Monday 9 September 2013

Fun with OpenSuse, VMWare and Firefox

Just rebuilt one of my VMWare workstation machines: AMD FX 8120, 16GB RAM, dual SSD boot drives etc. with OpenSuse 12.2. I always lag an OS version with VMWare as Workstation host OS support takes a little while to "bed in", in my expereince.

All is well until I fire up Firefox and start to experience huge lag spikes where the whole UI seizes up for 20-30 seconds at a time. I can CTRL-ALT-Fn to another console and text mode is fine but X/KDE is locked solid.

Looking at top shows that VM's, Firefox, kwin and khugepaged have pegged their respective CPU cores (or 4 cores in the case of the VM's) with little or no disk, swap or RAM activity. Killing firefox drops everything back to normal so I start to look online for reports of weird interactions between firefox (or flash/java within firefox) with OpenSuse and VMWare. Nothing.

Typing khugepaged into Google, however, was a bit of a revelation. Lots of reports of CPU stalls, 100% utilisation etc. with high core/RAM counts. I wouldn't have called 8-cores/16GB high in this day and age - at work I use 48-core/256GB VM hosts and they're getting to the end of their support lifetime already. However, my previous 4-core/12GB box did not have this problem.

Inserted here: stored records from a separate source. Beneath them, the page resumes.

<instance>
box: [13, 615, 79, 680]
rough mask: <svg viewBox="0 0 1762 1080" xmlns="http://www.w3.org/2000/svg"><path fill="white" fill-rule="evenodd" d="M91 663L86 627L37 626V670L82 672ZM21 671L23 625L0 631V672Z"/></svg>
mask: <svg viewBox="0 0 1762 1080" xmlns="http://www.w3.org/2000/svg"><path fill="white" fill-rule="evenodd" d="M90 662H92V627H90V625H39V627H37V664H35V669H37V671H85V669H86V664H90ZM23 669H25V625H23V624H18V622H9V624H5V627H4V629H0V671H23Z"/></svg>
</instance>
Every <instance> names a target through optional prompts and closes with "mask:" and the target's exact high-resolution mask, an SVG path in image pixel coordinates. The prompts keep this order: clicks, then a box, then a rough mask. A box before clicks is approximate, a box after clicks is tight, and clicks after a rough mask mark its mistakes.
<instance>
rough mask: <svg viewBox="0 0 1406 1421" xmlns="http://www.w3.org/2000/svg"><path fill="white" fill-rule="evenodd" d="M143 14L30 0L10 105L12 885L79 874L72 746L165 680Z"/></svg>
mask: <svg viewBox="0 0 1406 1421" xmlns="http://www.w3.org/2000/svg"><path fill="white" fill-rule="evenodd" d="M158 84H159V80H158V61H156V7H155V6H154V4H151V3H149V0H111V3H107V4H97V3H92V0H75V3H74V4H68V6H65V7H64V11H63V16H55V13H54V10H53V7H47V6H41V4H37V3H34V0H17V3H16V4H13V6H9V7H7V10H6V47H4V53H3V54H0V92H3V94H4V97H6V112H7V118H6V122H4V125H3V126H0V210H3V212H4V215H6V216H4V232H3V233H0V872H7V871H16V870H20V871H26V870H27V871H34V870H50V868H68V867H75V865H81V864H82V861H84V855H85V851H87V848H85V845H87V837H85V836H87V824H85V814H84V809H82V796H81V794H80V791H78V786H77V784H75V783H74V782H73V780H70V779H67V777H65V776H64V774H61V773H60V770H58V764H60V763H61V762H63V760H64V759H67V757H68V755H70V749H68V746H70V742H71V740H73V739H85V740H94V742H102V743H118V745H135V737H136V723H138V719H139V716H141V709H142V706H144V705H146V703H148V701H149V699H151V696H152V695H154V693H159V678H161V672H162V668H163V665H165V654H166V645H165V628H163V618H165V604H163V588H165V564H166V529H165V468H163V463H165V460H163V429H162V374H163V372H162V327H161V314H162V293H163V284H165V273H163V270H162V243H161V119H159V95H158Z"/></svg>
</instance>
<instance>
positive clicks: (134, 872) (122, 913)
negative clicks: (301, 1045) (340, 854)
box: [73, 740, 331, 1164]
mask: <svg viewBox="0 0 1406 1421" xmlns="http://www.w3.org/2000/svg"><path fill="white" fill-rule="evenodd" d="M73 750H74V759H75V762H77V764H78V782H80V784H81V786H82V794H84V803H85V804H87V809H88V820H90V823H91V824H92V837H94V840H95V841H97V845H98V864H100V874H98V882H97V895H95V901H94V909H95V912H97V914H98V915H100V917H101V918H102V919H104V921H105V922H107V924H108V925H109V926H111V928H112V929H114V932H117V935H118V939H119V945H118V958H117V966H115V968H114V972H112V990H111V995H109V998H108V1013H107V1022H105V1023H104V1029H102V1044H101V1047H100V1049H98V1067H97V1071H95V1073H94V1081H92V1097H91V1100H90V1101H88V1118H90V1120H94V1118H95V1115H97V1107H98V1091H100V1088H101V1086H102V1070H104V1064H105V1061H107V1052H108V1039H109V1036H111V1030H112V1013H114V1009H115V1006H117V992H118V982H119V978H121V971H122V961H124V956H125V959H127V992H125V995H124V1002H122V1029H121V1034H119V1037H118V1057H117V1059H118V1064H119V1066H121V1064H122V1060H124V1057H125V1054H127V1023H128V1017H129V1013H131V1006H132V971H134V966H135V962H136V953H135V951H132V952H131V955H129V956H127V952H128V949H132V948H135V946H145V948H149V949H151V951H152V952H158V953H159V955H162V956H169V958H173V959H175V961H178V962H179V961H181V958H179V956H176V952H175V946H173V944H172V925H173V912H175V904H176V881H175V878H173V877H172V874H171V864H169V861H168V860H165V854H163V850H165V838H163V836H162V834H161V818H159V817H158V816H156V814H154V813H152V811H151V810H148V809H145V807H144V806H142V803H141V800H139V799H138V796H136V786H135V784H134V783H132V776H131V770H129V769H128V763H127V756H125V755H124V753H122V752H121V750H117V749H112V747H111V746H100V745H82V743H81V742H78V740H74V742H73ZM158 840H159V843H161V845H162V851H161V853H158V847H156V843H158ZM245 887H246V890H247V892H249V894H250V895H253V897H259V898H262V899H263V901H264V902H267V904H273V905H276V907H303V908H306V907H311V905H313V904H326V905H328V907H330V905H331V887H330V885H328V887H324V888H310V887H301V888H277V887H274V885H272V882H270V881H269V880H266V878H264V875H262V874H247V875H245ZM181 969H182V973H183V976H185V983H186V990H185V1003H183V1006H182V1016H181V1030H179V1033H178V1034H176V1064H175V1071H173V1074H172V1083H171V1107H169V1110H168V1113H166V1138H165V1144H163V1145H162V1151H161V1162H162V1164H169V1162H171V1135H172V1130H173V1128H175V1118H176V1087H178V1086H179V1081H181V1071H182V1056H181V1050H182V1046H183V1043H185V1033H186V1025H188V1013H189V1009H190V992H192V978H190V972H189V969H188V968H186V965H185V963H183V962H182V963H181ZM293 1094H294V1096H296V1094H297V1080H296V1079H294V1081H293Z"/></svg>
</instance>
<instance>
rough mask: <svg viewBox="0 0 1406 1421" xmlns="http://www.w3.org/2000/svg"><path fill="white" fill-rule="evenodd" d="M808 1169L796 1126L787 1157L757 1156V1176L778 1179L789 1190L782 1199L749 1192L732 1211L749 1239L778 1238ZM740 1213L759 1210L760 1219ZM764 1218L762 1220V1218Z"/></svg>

To cut a long story short, it appears to be a problem with khugepaged attempting to defrag RAM to make space for the huge pages. For now I have just disabled defragging with:

echo 0 > /sys/kernel/mm/transparent_hugepage/khugepaged/defrag
echo never > /sys/kernel/mm/transparent_hugepage/defrag

...why do they take completely different parameters when they have the same name? Logic, please.

...it seems that later kernel vesions have this fixed, so I may have been bitten by my "lag an OS version" principle above. Ho hum.